Surviving India is about eating right and luck. No matter how careful you think you are, something will get you. Sometimes it's a minor annoyance and other times severe food poisoning. It was the latter for one of the team on this trip. Two days of severe upset plus medication and not wanting to drink water due to not wanting to go to the bathroom leads to extreme dehydration complete with muscle cramps. This was the scenario that led us to urgent care on  the third day. 
Anyone going here has to be really sick or mental. Anyhow after a short meeting with the doctor, antibiotics given it was off to the lab for blood to make sure nothing else was going on. This hospital was pretty clean but as soon as the blood was drawn the guy left the room and I could have done anything. I limited it  to a photo.
A few hours later the labs came in showing an elevated creatine level and the doctor recommend hospital admission. Not knowing better we went back and headed to the ER. In the assessment room, our person was given an IV for fluids. The "B" or "C" team is on at night and this resulted in painful needle stabs until the vein was located. Right next to us were the medical waste cans. Yellow is for human tissue, limbs, and fetus tissue. None of us looked.

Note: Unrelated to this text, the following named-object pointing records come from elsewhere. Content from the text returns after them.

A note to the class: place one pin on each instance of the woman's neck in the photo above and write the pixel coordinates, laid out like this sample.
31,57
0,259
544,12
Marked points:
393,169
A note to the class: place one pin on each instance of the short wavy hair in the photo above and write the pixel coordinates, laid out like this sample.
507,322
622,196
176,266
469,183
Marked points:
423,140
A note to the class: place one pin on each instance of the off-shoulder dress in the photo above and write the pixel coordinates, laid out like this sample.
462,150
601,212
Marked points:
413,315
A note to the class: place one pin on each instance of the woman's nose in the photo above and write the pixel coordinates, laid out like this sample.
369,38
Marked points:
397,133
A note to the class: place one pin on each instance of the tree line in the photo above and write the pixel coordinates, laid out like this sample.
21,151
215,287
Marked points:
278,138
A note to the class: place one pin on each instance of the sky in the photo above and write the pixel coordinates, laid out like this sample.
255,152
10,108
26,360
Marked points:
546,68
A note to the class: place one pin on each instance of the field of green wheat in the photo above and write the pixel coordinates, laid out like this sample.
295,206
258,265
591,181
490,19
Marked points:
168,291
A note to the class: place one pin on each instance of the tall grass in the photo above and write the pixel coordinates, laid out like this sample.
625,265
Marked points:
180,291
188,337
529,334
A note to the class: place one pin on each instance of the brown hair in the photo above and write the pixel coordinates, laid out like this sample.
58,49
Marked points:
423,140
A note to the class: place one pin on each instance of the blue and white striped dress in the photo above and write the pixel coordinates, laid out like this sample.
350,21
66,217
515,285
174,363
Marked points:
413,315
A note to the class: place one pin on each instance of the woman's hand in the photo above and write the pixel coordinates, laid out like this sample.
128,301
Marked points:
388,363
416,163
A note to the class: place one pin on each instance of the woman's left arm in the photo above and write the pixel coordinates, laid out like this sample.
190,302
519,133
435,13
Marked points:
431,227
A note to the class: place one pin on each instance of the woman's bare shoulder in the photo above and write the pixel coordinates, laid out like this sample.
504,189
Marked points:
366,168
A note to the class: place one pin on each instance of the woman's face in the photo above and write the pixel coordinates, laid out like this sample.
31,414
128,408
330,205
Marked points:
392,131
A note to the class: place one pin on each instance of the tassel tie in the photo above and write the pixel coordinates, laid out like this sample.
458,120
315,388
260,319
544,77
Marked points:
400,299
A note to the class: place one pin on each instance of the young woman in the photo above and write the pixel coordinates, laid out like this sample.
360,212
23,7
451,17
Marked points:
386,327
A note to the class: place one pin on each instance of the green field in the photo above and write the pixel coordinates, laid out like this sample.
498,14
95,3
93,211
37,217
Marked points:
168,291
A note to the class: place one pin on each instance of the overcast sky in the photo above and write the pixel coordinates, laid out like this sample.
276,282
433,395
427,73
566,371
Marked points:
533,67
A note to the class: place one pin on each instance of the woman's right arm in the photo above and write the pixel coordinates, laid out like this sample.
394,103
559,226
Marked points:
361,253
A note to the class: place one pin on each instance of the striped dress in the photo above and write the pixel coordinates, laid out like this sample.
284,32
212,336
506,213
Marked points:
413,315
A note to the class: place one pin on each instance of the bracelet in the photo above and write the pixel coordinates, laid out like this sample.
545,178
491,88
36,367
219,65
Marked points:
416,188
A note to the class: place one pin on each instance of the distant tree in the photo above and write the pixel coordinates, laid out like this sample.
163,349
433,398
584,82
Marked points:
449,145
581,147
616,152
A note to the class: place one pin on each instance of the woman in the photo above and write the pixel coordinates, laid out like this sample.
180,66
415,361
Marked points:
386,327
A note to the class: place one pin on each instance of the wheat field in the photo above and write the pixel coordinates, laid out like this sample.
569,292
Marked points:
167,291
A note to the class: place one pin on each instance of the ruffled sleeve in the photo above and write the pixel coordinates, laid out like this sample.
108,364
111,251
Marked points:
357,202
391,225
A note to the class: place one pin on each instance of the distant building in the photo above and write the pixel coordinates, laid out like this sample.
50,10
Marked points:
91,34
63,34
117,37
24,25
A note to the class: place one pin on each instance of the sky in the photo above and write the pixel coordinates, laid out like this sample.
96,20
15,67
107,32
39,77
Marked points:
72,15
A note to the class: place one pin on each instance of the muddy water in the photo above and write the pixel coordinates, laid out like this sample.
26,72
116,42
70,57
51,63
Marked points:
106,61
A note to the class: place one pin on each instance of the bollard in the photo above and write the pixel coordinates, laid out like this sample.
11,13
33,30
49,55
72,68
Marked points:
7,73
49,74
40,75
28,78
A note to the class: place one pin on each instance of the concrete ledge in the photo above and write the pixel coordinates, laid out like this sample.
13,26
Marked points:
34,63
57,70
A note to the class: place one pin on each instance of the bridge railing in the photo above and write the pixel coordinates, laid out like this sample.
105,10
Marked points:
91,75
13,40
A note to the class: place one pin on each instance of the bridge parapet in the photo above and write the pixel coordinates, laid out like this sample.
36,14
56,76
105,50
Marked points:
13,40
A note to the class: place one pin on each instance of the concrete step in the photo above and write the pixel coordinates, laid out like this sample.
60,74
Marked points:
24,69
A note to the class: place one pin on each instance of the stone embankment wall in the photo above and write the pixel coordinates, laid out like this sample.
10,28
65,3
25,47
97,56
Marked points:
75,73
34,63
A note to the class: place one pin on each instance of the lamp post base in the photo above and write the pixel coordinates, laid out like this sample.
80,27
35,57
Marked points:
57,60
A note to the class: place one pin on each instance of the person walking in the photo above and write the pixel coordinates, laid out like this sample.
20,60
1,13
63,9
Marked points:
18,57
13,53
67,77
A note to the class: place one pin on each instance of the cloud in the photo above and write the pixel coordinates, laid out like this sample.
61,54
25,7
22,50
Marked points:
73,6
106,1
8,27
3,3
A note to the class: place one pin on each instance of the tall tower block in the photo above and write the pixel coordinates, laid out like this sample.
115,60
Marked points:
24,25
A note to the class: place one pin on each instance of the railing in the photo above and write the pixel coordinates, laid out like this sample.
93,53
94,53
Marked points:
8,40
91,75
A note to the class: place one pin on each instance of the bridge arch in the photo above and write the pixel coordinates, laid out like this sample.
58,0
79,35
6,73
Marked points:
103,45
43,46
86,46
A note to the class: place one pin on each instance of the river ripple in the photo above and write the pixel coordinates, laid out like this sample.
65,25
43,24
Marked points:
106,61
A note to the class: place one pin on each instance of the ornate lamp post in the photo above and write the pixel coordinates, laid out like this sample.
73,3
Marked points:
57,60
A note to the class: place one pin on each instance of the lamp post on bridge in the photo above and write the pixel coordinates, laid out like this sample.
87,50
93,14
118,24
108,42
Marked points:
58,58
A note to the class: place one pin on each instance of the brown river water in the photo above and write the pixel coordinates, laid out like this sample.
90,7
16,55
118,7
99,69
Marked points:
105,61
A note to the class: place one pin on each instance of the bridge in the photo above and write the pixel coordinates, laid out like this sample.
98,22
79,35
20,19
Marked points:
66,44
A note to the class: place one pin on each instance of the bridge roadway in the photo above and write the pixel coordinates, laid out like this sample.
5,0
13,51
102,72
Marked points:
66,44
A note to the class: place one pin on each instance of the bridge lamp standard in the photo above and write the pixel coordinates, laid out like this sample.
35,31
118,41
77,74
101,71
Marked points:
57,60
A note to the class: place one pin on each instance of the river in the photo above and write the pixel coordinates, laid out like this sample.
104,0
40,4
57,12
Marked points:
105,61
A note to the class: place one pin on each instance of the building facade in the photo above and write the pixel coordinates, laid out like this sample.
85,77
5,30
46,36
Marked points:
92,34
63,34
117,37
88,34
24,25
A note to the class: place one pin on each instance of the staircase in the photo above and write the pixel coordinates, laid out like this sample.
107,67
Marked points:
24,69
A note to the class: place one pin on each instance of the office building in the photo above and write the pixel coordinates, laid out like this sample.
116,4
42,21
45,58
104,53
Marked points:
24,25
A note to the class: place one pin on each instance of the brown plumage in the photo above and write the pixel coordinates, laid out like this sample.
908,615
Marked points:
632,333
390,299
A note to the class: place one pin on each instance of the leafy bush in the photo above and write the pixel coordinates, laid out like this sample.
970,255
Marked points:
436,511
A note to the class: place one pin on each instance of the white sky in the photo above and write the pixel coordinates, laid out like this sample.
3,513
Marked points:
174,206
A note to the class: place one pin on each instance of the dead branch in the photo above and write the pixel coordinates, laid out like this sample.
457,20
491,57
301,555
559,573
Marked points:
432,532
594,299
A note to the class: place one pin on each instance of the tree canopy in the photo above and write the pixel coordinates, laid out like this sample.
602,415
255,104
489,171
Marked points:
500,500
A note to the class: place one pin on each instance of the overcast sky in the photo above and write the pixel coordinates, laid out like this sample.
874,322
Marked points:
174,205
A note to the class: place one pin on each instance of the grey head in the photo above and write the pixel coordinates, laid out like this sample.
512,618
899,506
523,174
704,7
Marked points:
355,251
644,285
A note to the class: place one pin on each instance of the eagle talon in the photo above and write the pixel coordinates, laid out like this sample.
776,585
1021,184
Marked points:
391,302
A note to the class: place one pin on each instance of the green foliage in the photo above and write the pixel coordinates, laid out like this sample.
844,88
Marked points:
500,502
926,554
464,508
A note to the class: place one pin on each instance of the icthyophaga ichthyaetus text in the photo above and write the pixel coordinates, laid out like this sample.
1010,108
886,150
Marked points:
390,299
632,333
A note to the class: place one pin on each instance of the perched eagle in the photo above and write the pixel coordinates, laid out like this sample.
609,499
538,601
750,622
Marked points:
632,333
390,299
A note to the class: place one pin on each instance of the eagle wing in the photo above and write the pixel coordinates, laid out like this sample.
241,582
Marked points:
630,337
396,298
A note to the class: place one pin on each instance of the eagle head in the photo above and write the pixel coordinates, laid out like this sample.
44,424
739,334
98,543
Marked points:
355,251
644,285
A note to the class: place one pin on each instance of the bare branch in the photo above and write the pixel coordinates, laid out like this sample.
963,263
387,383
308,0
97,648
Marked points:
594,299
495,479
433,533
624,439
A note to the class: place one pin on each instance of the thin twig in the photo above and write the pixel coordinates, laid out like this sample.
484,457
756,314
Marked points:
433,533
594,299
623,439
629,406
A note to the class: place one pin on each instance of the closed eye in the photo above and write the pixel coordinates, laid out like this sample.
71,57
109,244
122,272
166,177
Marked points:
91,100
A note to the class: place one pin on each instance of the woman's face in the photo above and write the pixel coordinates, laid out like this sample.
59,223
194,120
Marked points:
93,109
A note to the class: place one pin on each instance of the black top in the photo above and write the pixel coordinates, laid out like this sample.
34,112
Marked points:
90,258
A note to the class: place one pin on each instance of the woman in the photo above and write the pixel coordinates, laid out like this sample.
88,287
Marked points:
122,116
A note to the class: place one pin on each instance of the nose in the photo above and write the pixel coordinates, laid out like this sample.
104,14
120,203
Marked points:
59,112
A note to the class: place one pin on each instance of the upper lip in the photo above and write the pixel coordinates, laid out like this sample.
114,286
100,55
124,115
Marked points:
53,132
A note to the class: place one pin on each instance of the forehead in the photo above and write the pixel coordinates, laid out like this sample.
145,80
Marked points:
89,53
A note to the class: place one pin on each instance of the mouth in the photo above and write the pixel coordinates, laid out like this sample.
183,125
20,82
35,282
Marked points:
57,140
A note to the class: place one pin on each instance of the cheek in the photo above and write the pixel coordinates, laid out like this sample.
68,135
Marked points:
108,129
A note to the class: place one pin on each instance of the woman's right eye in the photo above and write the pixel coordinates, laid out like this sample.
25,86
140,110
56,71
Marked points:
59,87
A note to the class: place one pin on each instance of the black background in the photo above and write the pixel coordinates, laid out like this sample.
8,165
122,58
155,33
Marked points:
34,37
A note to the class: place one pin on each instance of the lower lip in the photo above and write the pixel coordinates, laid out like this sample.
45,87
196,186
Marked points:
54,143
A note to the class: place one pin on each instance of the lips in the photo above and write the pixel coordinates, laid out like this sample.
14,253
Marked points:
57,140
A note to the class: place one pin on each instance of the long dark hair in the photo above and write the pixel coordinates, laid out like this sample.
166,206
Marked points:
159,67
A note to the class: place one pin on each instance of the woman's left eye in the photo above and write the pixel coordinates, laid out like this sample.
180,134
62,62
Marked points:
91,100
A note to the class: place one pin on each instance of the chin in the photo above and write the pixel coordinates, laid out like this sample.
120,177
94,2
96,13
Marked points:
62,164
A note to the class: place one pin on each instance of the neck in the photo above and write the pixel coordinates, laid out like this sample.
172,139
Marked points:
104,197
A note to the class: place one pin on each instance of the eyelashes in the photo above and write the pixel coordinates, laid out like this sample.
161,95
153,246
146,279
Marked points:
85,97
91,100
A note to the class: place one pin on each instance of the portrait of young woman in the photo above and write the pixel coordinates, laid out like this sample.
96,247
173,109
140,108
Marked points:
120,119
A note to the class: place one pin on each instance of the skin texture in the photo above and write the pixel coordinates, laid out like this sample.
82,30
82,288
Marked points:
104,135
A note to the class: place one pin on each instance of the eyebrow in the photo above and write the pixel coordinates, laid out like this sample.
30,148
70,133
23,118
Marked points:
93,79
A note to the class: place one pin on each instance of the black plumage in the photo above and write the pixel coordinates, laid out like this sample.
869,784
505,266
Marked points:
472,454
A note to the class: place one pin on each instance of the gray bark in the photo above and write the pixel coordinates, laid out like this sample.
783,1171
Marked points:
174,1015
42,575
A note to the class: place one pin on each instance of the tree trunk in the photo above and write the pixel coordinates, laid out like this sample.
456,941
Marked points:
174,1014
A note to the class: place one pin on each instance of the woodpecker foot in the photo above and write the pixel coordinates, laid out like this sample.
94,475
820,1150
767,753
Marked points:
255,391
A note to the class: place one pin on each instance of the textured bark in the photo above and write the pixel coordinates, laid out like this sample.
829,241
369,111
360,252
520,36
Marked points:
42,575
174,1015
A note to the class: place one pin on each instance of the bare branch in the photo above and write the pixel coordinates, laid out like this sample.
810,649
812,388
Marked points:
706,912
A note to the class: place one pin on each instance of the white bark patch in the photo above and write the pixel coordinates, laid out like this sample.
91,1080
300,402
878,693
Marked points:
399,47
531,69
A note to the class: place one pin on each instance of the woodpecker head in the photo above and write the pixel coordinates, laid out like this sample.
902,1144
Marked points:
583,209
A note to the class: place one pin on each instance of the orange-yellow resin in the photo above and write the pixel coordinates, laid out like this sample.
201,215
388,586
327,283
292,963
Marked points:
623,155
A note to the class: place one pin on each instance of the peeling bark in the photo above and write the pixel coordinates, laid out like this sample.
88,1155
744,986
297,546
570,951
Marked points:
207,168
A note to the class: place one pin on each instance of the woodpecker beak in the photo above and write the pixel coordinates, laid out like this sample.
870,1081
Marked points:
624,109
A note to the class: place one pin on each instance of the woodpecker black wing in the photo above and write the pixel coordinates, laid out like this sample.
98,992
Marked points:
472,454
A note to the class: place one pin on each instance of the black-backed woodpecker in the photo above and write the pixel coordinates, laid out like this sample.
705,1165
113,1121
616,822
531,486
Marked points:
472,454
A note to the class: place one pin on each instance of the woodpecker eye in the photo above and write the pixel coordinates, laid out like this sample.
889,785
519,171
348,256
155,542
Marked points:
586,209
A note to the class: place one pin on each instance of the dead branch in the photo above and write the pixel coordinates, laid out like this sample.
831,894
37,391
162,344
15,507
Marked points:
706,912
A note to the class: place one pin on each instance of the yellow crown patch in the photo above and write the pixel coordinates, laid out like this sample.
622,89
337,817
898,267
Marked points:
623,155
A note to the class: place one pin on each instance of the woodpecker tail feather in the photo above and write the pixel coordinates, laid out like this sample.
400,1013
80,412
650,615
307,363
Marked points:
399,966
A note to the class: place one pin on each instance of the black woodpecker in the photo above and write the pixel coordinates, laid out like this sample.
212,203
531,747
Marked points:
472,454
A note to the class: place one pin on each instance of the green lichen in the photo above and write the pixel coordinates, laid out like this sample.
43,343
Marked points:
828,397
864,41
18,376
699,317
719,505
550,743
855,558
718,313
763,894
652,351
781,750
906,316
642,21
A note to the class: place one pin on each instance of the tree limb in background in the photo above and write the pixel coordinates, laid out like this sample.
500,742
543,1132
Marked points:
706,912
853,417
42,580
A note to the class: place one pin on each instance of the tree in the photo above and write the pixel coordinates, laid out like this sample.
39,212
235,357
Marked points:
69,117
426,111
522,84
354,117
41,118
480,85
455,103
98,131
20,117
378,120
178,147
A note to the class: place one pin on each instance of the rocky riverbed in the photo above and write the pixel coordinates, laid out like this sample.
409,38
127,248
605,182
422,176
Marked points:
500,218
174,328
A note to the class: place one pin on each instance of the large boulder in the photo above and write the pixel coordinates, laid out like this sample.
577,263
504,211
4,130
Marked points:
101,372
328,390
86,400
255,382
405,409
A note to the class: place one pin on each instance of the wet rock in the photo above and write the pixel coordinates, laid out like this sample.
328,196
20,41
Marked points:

Then the big mistake. We listened to over  cautious doctors and admitted our person to the hospital. The IV was left behind to reappear later and tossed on the table. More blood was painfully drawn. I slept on that couch (the other two went back to the hotel) because no one should ever be left alone in this  situation. Treatment was so disorganized. Doctors contradicted each other, updates not given to the nurses or staff and by 7:00 pm the next day we made the collective decision to self discharge. This was not easy and the doctor was so mad. The hospital was not treating the dehydration or taking food poisoning seriously but instead trying to determine the elevated creatine. All of us on this trip probably have high levels due to the survival diet we're on. 
Best decision - booking the private room. I am curious what the general ward conditions were like. Here, I could stay in the room, everyone could probably have stayed and no questions asked. Once we were free it was the right decision. I'm not sure why the universe wanted us to learn how to do this but I hope it's an isolated and not to be repeated incident.